Car sales in the country stood at 1,33,747 units in July, 2011, as against 1,58,767 units in the same month last year, according to figures released by the Society of Indian Automobile Manufacturers (SIAM) on Wednesday.
“This is the first time since January, 2009, that car sales have fallen. Interest rates and fuel prices were going up in recent months and that led to an overall negative sentiment in the market,” SIAM Director General Vishnu Mathur told reporters at New Delhi.
The car market last witnessed a fall in January, 2009, when sales shrunk by 3.16 per cent year-on-year. Last month’s decline is the steepest since November, 2008, when car segment sales fell by 19.34 per cent, he added.
The production loss at Maruti’s Manesar facility due to preparations for the launch of its new Swift model and realignment of its DZiRE model’s output also severely impacted sales, he said.

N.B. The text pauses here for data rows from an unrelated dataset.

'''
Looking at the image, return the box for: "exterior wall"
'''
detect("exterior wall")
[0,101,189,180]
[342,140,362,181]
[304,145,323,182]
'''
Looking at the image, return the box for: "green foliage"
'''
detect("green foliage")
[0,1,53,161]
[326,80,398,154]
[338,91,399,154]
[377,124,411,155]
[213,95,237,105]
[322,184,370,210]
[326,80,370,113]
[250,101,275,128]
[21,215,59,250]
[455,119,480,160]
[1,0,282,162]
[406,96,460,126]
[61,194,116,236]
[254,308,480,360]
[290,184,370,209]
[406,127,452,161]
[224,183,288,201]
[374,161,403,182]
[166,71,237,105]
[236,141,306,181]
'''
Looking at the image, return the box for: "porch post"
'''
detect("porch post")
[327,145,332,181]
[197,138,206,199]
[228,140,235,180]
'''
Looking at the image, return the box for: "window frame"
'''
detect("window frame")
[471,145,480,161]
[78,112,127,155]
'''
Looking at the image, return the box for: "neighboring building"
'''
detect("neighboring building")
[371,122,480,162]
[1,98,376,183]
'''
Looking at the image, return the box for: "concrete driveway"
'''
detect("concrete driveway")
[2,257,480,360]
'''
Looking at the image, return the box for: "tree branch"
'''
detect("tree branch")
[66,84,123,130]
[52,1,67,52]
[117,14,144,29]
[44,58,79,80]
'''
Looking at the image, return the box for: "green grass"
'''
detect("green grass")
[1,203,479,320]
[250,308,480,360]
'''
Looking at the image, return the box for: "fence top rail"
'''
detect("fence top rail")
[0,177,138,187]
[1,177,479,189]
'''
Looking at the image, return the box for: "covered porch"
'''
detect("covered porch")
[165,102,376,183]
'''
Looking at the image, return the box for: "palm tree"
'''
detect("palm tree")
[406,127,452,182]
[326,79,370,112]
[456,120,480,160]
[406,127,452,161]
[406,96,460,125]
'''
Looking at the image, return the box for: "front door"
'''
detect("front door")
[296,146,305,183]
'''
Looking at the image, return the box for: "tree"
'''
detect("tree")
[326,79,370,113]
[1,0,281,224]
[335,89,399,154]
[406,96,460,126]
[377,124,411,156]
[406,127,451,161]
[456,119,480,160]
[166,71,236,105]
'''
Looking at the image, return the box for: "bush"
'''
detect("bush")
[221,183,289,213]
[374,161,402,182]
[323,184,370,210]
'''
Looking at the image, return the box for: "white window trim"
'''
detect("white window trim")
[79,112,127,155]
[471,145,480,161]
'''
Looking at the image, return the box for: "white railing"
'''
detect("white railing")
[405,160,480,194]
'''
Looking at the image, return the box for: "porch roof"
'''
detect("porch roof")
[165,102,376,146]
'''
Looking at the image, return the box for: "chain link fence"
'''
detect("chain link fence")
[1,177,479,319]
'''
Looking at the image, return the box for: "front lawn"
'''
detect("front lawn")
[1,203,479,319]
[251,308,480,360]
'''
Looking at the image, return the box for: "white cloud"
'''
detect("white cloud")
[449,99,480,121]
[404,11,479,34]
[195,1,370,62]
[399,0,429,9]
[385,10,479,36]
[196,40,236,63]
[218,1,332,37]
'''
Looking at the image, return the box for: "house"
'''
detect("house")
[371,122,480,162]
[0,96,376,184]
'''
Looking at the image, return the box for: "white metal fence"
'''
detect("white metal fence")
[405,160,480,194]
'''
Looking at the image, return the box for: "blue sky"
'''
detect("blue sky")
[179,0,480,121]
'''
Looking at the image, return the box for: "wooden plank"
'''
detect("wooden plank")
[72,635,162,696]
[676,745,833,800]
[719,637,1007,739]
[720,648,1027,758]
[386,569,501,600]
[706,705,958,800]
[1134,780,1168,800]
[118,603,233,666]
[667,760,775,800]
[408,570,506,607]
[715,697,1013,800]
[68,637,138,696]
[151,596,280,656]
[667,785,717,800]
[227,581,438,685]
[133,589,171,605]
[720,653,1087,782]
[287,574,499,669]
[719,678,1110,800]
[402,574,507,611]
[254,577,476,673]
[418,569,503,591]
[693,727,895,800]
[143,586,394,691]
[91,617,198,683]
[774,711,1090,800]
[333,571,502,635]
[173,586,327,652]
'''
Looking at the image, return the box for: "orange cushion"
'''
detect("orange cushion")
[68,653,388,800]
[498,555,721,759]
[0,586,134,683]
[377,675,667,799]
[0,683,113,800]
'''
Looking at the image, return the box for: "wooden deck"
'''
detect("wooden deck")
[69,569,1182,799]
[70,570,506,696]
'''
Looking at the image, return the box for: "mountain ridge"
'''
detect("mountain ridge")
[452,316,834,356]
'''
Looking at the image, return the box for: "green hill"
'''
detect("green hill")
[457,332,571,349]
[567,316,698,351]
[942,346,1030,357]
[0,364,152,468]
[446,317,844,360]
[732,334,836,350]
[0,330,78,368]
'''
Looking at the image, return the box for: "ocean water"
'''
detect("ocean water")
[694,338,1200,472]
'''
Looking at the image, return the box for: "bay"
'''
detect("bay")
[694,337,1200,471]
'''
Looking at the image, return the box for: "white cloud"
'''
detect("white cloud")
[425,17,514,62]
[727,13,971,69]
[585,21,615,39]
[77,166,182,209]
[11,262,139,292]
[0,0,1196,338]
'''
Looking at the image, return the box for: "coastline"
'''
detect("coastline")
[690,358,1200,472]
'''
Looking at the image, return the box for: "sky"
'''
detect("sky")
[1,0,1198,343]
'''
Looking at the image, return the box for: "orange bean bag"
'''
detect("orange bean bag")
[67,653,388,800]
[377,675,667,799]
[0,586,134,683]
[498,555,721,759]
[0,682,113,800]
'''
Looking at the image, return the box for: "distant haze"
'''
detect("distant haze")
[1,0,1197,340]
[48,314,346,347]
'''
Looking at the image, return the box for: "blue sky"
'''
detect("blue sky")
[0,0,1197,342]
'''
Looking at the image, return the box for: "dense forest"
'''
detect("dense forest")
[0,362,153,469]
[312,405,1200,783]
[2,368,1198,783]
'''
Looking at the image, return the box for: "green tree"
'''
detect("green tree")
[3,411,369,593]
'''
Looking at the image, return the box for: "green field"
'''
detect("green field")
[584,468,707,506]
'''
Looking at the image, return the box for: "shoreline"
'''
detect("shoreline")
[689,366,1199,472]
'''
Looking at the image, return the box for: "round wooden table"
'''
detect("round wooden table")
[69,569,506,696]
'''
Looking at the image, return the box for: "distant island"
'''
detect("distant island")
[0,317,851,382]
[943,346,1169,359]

Earlier this month, Maruti Suzuki India (MSI) said that due to these two planned activities, sales in July were negatively impacted by nearly 17,000 units. “There is no lack of demand, but just lack of conversion of demand into purchases by customers,” Mathur said.
SIAM Senior Director Sugato Sen said non-availability of certain components like castings also impacted the output of many car-makers. During the month, MSI India posted a 31.04 per cent dip in domestic car sales to 52,483 units.
Rival Hyundai Motor India’s sales were down by 11.49 per cent to 25,501 units. Tata Motors saw a decline of 43.13 per cent in sales to 13,997 units during the month. When asked about the outlook, Mathur said: “Interest rates and fuel prices are challenges for the market. Hopefully, interest rates have reached their peak... If crude continues to soften, then there may be some positive impact as it will lead to inflation coming down.”
The forthcoming festive season is also likely to help car-makers push sales, but to what extent it can boost growth has to be looked at, he added. The auto industry has started slowing down this fiscal, with the passenger car segment growing by only 7 per cent in May. In June, it saw its slowest growth rate in 27 months of 1.62 per cent.
SIAM had last month revised the growth projection downward to 10-12 per cent for 2011-12, as against its earlier forecast of 16-18 per cent.